I found several of these pretty little cydnids, Sehirus cinctus, on Indian hemp, Apocynum cannabinum, on the point of our ridge. They're small (around 5 mm), and shiny black, making natural light photography a challenge. They're fairly common, and a string search shows they are popular creatures on the Internet. There are many on-line articles and pdf "reprints" available on their behavior and chemistry. Here are a couple of photo-rich html links:
- Maternal Care in Sehirus cinctus pretty pictures from Patrick Alexander.
- Role of Nymph Semiochemicals in Parent-Offspring Interactions in the Burrower Bug, Sehirus cinctus
Sunday, June 24, 2007
Although the Luna Moth on last week's laundry was easier to photograph, I was equally excited to see this little Geocoris, a tiny, predaceous heteropteran. About 4 mm long, he was fast-moving and hard to photograph, and he didn't stay long.
- Cornell's "Biological Control Page for "Big-Eyed Bugs."
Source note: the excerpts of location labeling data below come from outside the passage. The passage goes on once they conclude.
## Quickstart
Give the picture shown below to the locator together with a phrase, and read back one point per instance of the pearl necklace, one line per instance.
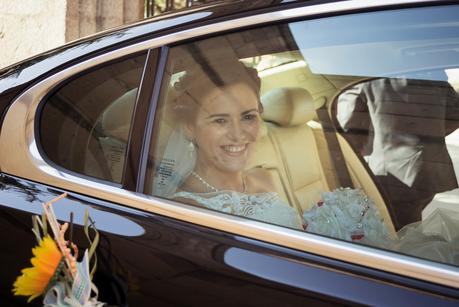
(211, 187)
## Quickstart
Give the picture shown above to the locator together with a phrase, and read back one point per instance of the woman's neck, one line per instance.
(218, 180)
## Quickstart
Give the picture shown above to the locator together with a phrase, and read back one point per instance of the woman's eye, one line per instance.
(219, 121)
(249, 117)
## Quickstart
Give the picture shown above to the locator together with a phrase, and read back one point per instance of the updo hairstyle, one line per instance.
(190, 90)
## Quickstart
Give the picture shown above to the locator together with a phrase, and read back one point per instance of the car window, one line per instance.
(344, 126)
(84, 125)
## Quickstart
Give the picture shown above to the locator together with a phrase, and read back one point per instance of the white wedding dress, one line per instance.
(346, 214)
(266, 207)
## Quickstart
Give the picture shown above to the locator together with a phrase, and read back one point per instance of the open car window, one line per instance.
(344, 126)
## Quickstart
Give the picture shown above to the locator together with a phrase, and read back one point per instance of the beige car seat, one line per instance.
(112, 136)
(289, 149)
(296, 151)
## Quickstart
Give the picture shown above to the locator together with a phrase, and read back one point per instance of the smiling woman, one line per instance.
(217, 108)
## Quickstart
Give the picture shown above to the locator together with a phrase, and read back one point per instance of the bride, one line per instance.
(218, 112)
(220, 116)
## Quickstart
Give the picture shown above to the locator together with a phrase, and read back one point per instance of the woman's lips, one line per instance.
(234, 149)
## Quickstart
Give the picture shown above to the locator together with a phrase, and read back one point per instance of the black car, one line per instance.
(358, 106)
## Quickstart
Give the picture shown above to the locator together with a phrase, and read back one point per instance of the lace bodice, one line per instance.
(267, 207)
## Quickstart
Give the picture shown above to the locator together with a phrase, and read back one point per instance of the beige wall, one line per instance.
(29, 27)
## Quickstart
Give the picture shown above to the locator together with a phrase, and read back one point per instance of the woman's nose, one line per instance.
(237, 132)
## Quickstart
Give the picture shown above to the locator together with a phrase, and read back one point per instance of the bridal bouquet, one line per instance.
(347, 214)
(55, 273)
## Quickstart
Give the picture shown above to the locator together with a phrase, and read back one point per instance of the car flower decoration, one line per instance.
(55, 273)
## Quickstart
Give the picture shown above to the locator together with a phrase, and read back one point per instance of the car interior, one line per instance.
(300, 144)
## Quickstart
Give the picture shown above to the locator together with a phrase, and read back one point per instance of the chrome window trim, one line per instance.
(18, 133)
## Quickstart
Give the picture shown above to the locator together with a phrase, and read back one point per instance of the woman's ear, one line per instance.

Bigeyed bugs, Geocoris spp., are among the most abundant and important predaceous insects in many cropping systems in the U.S. There are approximately 19 species that inhabit North America. Of these, G. punctipes and G. pallens are the most common. Geocoris spp. are known to feed on plants, however they rarely cause economic damage.
- Geocoris page of "Featured Creatures from Department of Entomology and Nematology, University of Florida Food and Agricultural Sciences.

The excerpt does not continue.